Simplesmente Björk
O grito da Moda
O ar gélido desta estação sórdida me fez pensar no frio da Islândia. Particularmente, não gosto do frio e, evidentemente, não me agradaria muito visitar o país citado. Porém, foi deste querido lugar que veio uma das minhas maiores inspirações. Björk Guðmundsdóttir, ou somente Björk, é reconhecida atualmente por ser um ícone no cenário alternativo, da música e da moda, mundial.
Excêntrica, como ninguém, marca em qualquer lugar que vá com seu estilo, simplicidade e simpatia. Em 93, com apenas vinte e oito anos, lançou seu primeiro cd solo, depois de muitas experiências em bandas que não deram certo. Seu sucesso foi absoluto na Europa, e sua fama explodia igual fofoca no Superpop.
A fofa ganhou Grammy Awards, Brit Awards, Cannes de melhor atriz, Globos de Ouro, entre outros. Desde o cd Debut, com o single Human Behaviour, Björk revolucionou o estilo pop, acrescentando uma grande salada de jazz, funk, acid dance e offbeat. Minha favorita é Play Dead, um hip-hop orquestrado: perfeito.
Já escreveu música para Madonna, já causou frisson em noite de gala no oscar, com seu inesquecível e irreverente vestido de Cisne (com direito a ovo e tudo). Foi criticada arduamente pelos trajes, mas ela não queria estar bem vestida, ela só queria ser engraçada. Ser bem vestida é luxo para ela. Seu estilo, uma mescla de Cavalera e Neon (essa última foi contemplada com a aparição da cantora com uma bota numa das fotos de divulgação de seu recém-lançado disco “Medulla”), faz com que a cantora pareça, quase sempre, uma visão alucinógena de LSD
Toda essa excentricidade parece ter agradado Alexandre McQueen, pois ele é um colaborador constante dela. Mcquenn foi responsável pela capa do CD Homogenic e pelo clipe da música Alarm Call. Mais recentemente, ele a vestiu para a turnê de Vespertine e criou um vestido de pérolas para o clipe da música Pagan Poetry. No evento Fashion Rocks, realizado em 2003, Björk cantou a música Bachelorette durante o desfile de Alexander.

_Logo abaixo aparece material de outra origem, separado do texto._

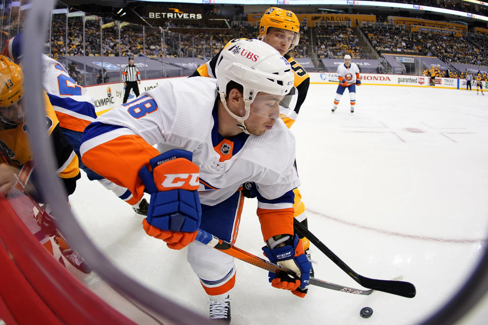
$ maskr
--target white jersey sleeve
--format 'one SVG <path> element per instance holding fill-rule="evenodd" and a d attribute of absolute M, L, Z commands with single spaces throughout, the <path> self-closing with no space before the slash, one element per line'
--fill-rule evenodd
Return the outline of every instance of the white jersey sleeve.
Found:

Apesar de transparecer uma imagem transloucada, Björk é mãe de duas crianças, e uma boa mãe, diga-se de passagem, e uma eterna amante do planeta e das pessoas. Fez um cd, especial de remixes, para as vítimas do tsunami. Isso é para desmistificar a ilusão de que não há inteligência por trás da moda. Bjök é muito mais que roupas escalafobéticas e música tecno, ela é referencia de bom gosto.
“Mas não sou uma elfa, sou apenas uma islandesa com um laptop.”
Bjsmeliga








nao tenho muito o q dizer…exceto que ela eh TUDO!
bjork tum tum tum!
aeeeeeeee
bitocas baby!
adorei as fotos que vc escolheu.
Vamos lá: eu gosto da Bjork e acho o trabalho dela bem interessante. No entanto, ainda acho que ela se perdeu muito no último cd e acho que ela precisa “evoluir’ sua música junto com a carreira. (prova disso é que no último cd ela volta a fazer o que fazia antes).
Sobre as roupas, acho o estilo dela de gosto duvidoso, mas eu defendo a liberdado do vestir e acho que, em certos momentos ela arrasa, mesmo causando estranhamento. Afinal, o papel dela não é deixar tudo como está, mas remexer as coisas um pouco né?